They practiced swimming in the ocean, though both kept their clothes on, and after Jeswyne commented on the state of her clothes, Alec explained the need to regularly rinse the salt out of the cloth, so they took turns going to a small brook where they could rinse themselves and their clothes in fresh water.

When the boat was ready to assemble, three weeks later, Alec paused in that chore to go in search of the yellow quartz.
 
He led Jeswyne to the site that would one day become a quarry.
 
There were rocky outcrops all along the north side of the hill, which was steeper than the rest of the hill.
 
Alec and Jeswyne used sharpened sticks to begin digging near one outcrop that Alec thought looked promising, but abandoned it several days later without any success.
 
They began in another location, and found success within three days.

“These will have to be ground into pieces as fine as sand,” Alec said as they harvested nuggets and carried them back to their hut.”

“How much will we need?” Jeswyne asked.

“A lot, maybe three times as much as we’ve got here,” Alec said as they dumped their load on the ground.
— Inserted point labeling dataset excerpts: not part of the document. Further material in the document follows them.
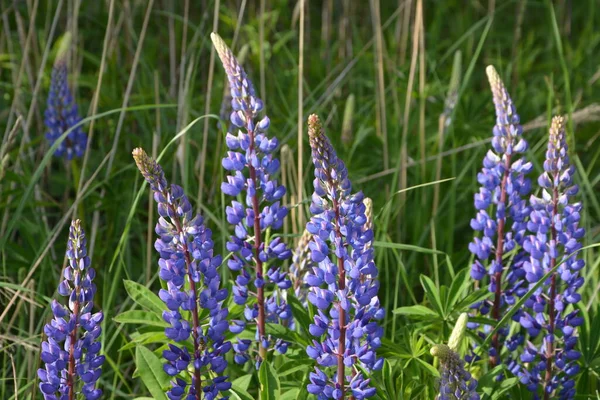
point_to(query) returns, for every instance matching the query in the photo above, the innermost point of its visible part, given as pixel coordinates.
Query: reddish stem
(499, 253)
(341, 312)
(551, 310)
(73, 339)
(194, 310)
(260, 291)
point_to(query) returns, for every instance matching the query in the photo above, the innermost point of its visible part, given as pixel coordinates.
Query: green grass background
(144, 71)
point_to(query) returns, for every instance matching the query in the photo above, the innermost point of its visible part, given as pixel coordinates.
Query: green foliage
(421, 245)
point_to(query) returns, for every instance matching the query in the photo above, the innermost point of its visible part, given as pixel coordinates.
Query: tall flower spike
(501, 214)
(70, 354)
(343, 283)
(251, 166)
(187, 261)
(62, 114)
(301, 264)
(456, 383)
(555, 239)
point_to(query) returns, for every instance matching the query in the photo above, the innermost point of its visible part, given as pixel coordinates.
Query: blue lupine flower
(343, 283)
(61, 114)
(70, 354)
(555, 239)
(456, 383)
(186, 260)
(502, 212)
(301, 264)
(256, 210)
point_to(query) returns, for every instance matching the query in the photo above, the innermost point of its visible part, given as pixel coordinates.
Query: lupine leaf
(461, 280)
(144, 297)
(269, 382)
(243, 382)
(140, 317)
(144, 338)
(417, 311)
(281, 332)
(433, 294)
(150, 370)
(300, 313)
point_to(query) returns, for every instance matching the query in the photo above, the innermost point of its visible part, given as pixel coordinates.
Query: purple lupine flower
(70, 354)
(343, 283)
(255, 212)
(502, 213)
(301, 264)
(186, 260)
(555, 239)
(456, 382)
(61, 114)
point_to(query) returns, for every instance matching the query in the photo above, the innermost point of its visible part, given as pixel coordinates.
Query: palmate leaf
(144, 297)
(150, 370)
(140, 317)
(433, 295)
(269, 382)
(417, 311)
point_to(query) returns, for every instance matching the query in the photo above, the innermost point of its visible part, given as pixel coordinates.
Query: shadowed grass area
(401, 89)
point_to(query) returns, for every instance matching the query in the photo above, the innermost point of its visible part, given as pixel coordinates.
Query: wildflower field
(336, 199)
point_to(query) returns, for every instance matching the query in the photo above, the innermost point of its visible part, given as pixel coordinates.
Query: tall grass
(144, 70)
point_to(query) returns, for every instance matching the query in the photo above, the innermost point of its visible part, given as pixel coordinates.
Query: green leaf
(291, 394)
(409, 247)
(416, 311)
(243, 382)
(239, 393)
(144, 297)
(433, 294)
(269, 382)
(293, 366)
(471, 298)
(505, 385)
(140, 317)
(151, 372)
(138, 339)
(428, 367)
(517, 306)
(281, 332)
(460, 282)
(300, 313)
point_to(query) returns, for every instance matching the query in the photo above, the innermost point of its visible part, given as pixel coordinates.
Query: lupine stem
(194, 310)
(551, 313)
(499, 253)
(73, 335)
(341, 311)
(260, 291)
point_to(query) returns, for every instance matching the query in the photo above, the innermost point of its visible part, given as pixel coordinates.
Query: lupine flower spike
(503, 187)
(187, 261)
(556, 238)
(255, 212)
(301, 264)
(61, 111)
(343, 283)
(70, 354)
(456, 383)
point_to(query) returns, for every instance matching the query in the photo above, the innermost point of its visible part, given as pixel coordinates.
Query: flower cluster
(255, 212)
(301, 264)
(555, 240)
(187, 261)
(456, 383)
(61, 115)
(503, 187)
(342, 283)
(70, 354)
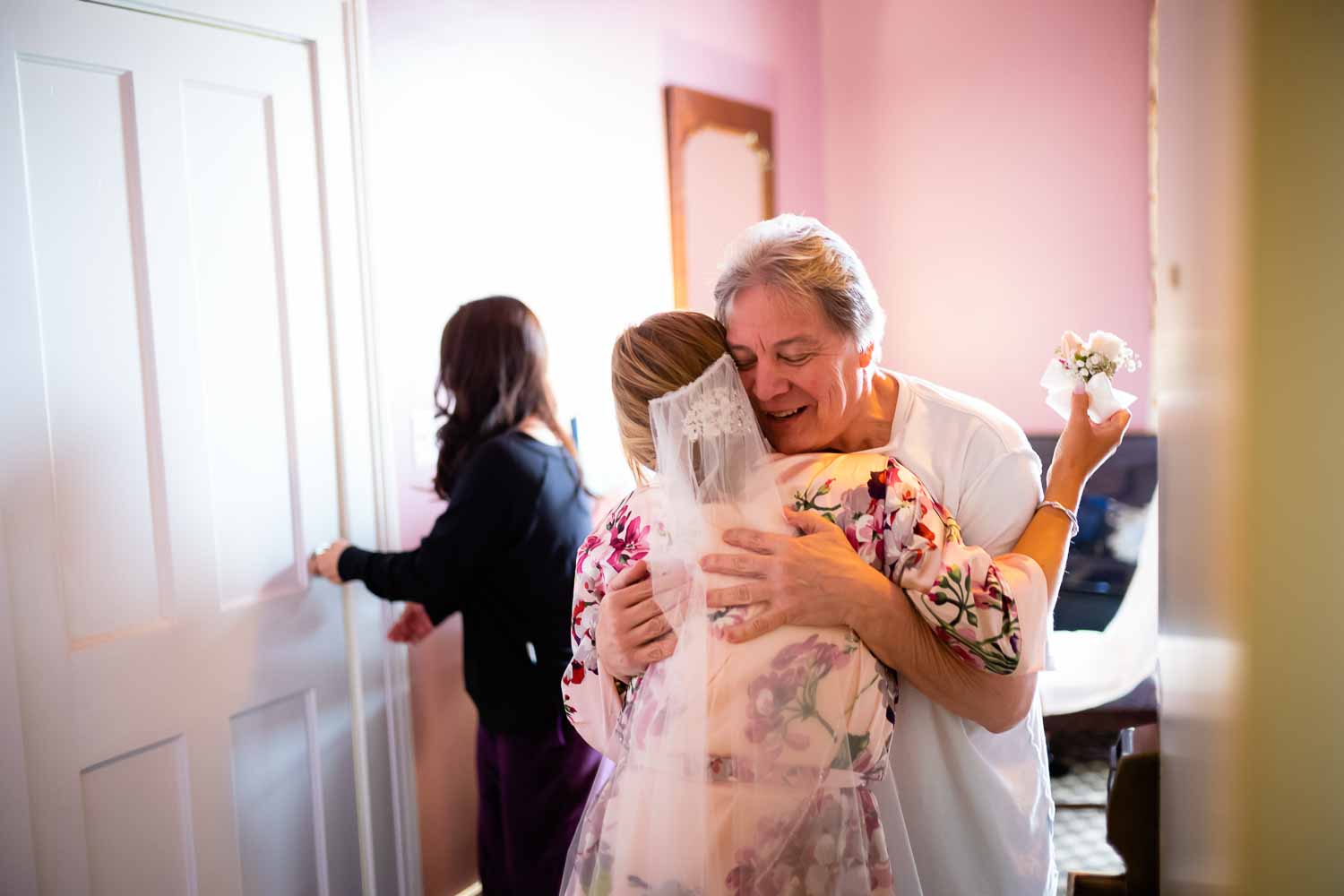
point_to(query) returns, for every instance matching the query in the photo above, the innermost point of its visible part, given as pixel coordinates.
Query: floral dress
(798, 720)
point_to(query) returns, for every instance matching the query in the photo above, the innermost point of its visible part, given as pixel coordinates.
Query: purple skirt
(532, 790)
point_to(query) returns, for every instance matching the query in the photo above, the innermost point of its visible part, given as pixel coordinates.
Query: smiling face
(806, 379)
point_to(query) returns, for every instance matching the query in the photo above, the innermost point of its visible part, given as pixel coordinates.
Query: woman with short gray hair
(804, 328)
(803, 257)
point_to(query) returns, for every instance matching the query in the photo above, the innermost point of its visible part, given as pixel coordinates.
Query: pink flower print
(585, 549)
(793, 651)
(629, 540)
(575, 673)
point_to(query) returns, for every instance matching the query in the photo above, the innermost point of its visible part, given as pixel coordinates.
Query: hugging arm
(817, 579)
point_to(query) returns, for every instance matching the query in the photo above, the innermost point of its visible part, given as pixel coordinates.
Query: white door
(172, 450)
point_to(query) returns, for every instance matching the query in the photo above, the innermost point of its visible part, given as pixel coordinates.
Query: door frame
(335, 32)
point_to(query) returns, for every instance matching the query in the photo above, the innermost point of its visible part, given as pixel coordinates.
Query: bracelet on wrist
(1072, 514)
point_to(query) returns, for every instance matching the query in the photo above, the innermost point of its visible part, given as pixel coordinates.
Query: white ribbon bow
(1104, 400)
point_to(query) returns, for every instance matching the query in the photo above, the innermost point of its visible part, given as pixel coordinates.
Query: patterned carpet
(1080, 815)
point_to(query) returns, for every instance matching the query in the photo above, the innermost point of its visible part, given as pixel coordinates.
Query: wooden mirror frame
(688, 112)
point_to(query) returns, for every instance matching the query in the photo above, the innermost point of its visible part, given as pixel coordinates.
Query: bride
(753, 767)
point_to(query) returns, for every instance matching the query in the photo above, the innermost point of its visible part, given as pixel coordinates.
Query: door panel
(169, 378)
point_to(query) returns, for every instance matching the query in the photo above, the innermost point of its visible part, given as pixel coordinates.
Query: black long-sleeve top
(503, 556)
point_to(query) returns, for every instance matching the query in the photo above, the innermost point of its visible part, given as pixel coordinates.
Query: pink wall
(989, 164)
(986, 160)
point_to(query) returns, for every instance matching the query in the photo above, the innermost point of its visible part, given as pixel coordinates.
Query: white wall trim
(18, 861)
(395, 668)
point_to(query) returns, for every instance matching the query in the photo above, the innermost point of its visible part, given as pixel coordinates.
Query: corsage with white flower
(1091, 365)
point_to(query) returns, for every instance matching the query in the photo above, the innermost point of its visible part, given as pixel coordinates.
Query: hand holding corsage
(1090, 366)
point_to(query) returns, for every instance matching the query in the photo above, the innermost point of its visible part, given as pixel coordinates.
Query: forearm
(1046, 538)
(894, 632)
(400, 576)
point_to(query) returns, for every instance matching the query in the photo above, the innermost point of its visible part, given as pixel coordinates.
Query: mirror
(722, 179)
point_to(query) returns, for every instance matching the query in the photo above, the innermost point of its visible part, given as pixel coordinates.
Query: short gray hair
(803, 257)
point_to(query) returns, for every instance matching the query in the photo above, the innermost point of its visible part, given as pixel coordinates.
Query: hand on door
(411, 626)
(324, 560)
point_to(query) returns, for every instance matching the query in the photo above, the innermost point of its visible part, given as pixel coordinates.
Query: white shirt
(970, 810)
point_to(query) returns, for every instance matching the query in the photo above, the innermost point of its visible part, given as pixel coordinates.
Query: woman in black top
(503, 556)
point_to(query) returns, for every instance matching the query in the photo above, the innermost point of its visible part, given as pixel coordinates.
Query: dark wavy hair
(491, 378)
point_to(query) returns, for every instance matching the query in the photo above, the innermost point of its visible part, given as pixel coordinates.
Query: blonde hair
(803, 258)
(663, 354)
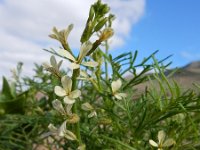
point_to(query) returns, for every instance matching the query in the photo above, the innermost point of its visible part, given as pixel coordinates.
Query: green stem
(106, 63)
(74, 109)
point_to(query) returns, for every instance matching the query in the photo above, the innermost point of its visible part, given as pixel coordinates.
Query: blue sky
(172, 27)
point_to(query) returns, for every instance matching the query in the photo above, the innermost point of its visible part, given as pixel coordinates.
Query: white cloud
(190, 56)
(26, 24)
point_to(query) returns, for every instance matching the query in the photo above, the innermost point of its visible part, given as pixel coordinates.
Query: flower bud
(106, 34)
(74, 118)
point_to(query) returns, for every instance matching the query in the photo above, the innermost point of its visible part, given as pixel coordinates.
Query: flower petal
(53, 62)
(120, 95)
(67, 54)
(84, 74)
(168, 143)
(85, 47)
(74, 66)
(90, 63)
(153, 143)
(57, 105)
(161, 136)
(46, 65)
(92, 114)
(62, 129)
(87, 107)
(66, 83)
(59, 91)
(75, 94)
(52, 128)
(69, 109)
(115, 85)
(68, 30)
(68, 100)
(70, 135)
“You need that much medicine?
 
Your stomach will explode if you have to take all that,” Jeswyne exclaimed.

“It’ll work, don’t worry.
 
We’d be best off making too much instead of making too little,” he answered, aware of the dangers of the cure he planned to try, though he wasn’t willing to share the details with Jeswyne yet.

Even while they spent days gathering the quartz, their other lessons continued, both swimming and fencing for Jeswyne, and history and geography for Alec.
 
Neither of them ever spoke about their kiss on the beach.

“Let’s launch the boat today,” Alec said one morning as they stepped out of their hut.
 
Jeswyne looked at him with eagerness.
 

“You think we’re ready?” she asked.

“We’ll only go out a little way, as a test,” he answered.
 
They walked down to the beach and dragged the pieces of the raft together in front of the approaching tide, then assembled the segments and waited for the water to reach it.
 
Together they pushed it into deeper water, holding onto the sides as they swam and pushed, until Alec thought they were far enough.
  
They scrambled up, and Alec pulled out the nets Jeswyne had woven.
 
“Let’s see what’s out here,” he said, and he heaved the net outward as he remembered watching Plad do during Alec’s apprenticeship.

Jeswyne helped him haul the net back to the raft, and he began picking through its captives, releasing most but keeping a few.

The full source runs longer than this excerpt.